A paper published by Cornell University introduced VALL-E. This AI is developed by Microsoft and can take only three seconds before starting to talk just like a person. 

A realistic Text To Speech system

This AI just needs to hear a three-second audio clip of a human’s voice to start replicating it by turning text into speech, with very “realistic intonation and emotion depending on the context of the text”, and it can imitate the acoustics of a room. It was developed after many English speech training sessions of 60.000 hours with 7.000 unique speakers recording data. 

It is derived from the neural net Encodec, Meta’s AI-powered compression neural net, the “neural codec language model.” It also matches the environment where the sample is recorded, “so if the speaker recorded their voice in an echo-y hall, the VALL-E output also sounds like it came from the same place”.
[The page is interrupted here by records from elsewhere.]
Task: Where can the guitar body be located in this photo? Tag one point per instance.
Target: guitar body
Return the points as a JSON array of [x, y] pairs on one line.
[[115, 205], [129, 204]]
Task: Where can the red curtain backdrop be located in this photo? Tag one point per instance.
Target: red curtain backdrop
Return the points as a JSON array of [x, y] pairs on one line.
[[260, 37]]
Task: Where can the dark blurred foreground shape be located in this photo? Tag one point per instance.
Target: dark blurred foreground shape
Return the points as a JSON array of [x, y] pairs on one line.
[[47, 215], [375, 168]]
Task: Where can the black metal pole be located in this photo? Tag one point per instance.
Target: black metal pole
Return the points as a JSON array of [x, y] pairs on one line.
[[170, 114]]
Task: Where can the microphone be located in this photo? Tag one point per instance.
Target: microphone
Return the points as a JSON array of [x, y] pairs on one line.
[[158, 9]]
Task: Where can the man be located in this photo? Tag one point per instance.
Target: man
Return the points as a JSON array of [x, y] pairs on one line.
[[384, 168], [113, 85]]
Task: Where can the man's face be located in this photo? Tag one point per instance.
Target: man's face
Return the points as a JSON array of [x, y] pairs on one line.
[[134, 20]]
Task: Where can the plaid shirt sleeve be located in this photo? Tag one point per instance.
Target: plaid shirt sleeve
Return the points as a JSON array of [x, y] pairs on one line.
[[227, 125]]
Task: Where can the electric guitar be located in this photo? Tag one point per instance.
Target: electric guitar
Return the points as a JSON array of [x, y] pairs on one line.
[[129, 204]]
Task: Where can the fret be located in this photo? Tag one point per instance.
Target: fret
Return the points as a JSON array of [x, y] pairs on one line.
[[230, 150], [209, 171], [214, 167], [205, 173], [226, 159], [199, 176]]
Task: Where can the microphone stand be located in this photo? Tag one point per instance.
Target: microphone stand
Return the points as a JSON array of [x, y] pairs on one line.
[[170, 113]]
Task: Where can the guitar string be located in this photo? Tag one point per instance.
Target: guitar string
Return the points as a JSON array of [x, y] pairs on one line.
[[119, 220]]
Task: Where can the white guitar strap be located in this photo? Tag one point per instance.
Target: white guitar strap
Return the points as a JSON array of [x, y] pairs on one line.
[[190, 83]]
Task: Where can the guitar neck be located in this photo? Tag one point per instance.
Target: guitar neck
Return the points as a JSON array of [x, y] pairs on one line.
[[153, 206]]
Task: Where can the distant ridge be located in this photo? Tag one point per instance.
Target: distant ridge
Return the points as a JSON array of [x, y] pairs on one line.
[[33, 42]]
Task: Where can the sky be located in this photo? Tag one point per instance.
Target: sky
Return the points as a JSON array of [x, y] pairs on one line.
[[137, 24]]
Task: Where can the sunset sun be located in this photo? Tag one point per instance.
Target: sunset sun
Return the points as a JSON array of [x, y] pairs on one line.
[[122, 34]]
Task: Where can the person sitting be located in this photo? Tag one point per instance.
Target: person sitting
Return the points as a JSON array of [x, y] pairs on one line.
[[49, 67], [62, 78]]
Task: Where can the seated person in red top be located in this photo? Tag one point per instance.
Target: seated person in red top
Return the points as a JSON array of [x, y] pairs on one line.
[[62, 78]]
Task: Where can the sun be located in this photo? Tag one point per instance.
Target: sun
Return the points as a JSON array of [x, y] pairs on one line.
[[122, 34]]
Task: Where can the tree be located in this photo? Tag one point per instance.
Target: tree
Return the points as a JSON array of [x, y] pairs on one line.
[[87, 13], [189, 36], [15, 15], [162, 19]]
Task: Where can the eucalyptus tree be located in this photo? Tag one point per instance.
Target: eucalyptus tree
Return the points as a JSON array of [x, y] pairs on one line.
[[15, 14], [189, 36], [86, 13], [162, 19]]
Generating anybody’s voice correctly with this AI can cause safety issues

The developers demonstrated that this text-to-speech (TTS) technology mimicked correctly the person’s voice. “Alongside the speaker prompt and VALL-E’s output, you can compare the results with the “ground truth” – the actual speaker reading the prompt text – and the “baseline” result from current TTS technology.”

However, imitating anybody’s voice can be amusing, but many question its safety, especially since the voice it generates is very close to the voice of a real person and it’s easily possible to misuse this technology. Microsoft said: “Since VALL-E could synthesize speech that maintains speaker identity, it may carry potential risks in misuse of the model, such as spoofing voice identification or impersonating.”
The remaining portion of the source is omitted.